Long-Term Unemployment, Job Polarization and the Disappearance of Middle-Skill Jobs
Neoliberalism intensifies a labor-market trend under way since the beginning of the postwar period, during which the short-term unemployed have been a shrinking percentage of all unemployed. Since the late 1960s long-term unemployment has been steadily rising. Looking at the business cycle over the last forty years, an ominous trend is evident: in each business-cyclical expansion, the long-term unemployment rate remains either at or above the level of the previous expansion. In a word, for the last forty years the short-term unemployed have been a declining, and the long-term unemployed an increasing, percentage of all unemployed. Most importantly for the purposes of this article, the persistence of unemployment is closely related to the disappearance of middle-pay jobs. The result has been that low paying jobs comprise an increasingly large percentage of all jobs.

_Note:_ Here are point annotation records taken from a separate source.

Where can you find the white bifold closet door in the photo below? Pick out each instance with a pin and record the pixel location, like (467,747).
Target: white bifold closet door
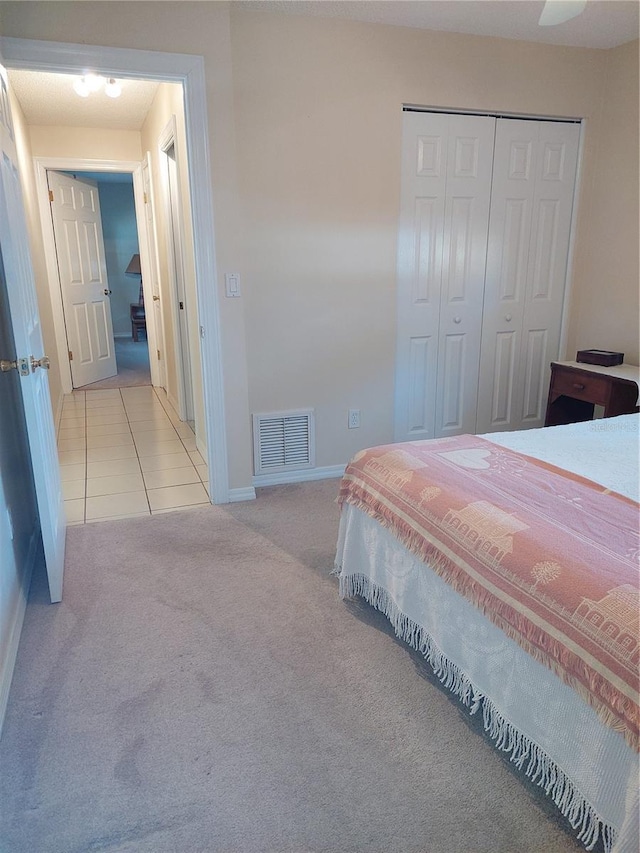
(483,243)
(531,206)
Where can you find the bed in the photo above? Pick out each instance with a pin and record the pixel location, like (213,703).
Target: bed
(510,562)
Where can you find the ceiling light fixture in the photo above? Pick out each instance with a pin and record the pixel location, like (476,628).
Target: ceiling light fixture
(92,82)
(112,88)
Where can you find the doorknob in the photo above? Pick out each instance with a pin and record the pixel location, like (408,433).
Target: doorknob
(43,362)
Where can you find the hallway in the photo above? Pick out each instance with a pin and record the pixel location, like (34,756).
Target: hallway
(123,452)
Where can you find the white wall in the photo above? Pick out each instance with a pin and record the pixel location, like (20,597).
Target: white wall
(168,104)
(118,215)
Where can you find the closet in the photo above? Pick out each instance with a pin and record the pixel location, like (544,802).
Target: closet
(483,245)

Is there a structural (1) explanation of the disproportionate proliferation of low skill, low paying jobs? A key to an illuminating explanation is the remark, in the New York Times last summer that “The disappearance of midwage, midskill jobs is part of a longer-term trend that some refer to as a hollowing out of the work force…” (“Majority of Jobs Pay Low Wages”, Catherine Rampell, Aug. 30, 2012) A “hollowing out” implies a polarization, an emerging structure of inequality within the labor market. The job market is bifurcating into high skill, high paying, advanced-education jobs at one extreme, and low skill, low paying, low education jobs at the other. Disappearing are occupations in the middle of the skill and pay distribution. Much research in recent years (2) throws light on this phenomenon and implicitly calls into question common explanations, that this job shedding is due largely to offshoring and outsourcing, that it is concentrated in manufacturing and that is the result of a mismatch between skills required by employers and the skill-level of job seekers. The citation from Keynes at the head of this article is closer to the truth.
In both the natural and the social sciences new insights are often the fruit of perspicuous categorization. It’s a certain type of job that is disappearing but the categories low skill, high skill, manual , cognitive, high paying, low paying fail to uncover the systemic mechanisms generating increasing labor market polarization. What is important is that it is routine jobs that are vanishing. These are jobs involving tasks consisting of a specific set of activities accomplished by workers following well defined instructions and procedures. These are not merely manual or “blue collar” jobs in production and maintenance like mechanics, machinery diagnostics, machine operators and tenders, meat processors, cement masons, dress makers, fabricators and assemblers. Routine occupations also involve “cognitive activities” in sales and “office and administrative support” such as secretaries, retail salespersons, some workers in law offices, bank tellers, travel agents, mail clerks and data entry keyers.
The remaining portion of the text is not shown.